According to mainstream oncology thinking, cancer is purported to be a genetic disease (1) Since the genome is localized in the nucleus it is only natural to assume that we would cure a cancer cell by replacing its nucleus with a healthy nucleus.
Has anyone put this hypothesis to the test ?
The answer is yes, see blog.
The reasons why the malignant cell is not cured by a nuclear replacement are various and complex. Metabolism of the cytoplasm seems to play a huge role in that. This is why cancer is now also considered a metabolic disease and not a mere genetic disease.
There are also changes in the mitochondria of cancer cells, that will continue to drive the cells towards growth and division even after you replaced the nucleus.
Additionally some of the key changes during tumorigenesis are conveyed by epigenetic proteins that can reside in the cytoplasm and just occasionally translocate into the nucleus.
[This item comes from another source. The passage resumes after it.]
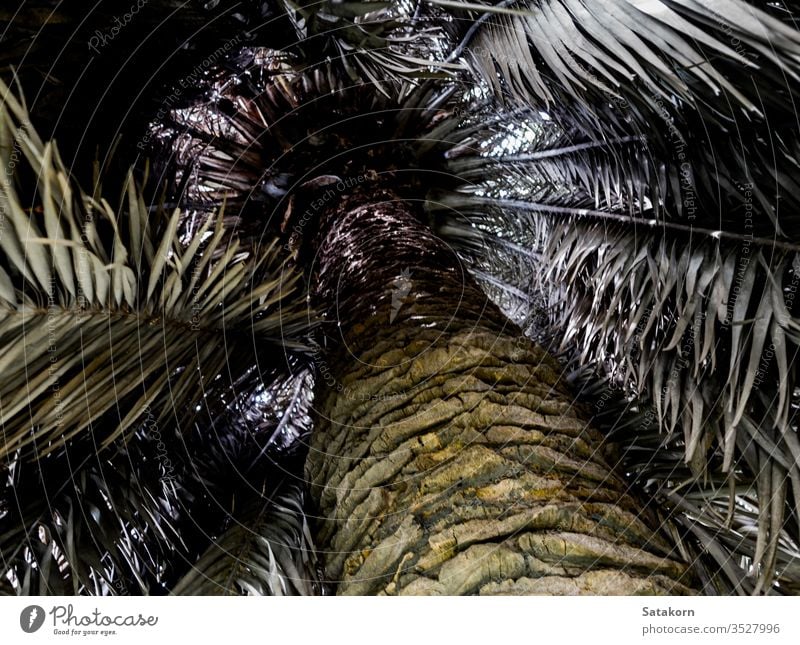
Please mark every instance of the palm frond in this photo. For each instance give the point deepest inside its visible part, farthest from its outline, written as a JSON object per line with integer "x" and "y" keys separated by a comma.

Those proteins (e.g. HDACs) are often overexpressed in cancer and will still affect the cells after the replacement of the cell’s nucleus.The thing to understand here is that the nucleus and the genome are not the only things involved in the development of cancer. A recent study has shown that you can induce a very aggressive glioblastoma phenotype by inducing just 4 transcription factors that will alter the whole expression profile of the cell without causing a single mutation.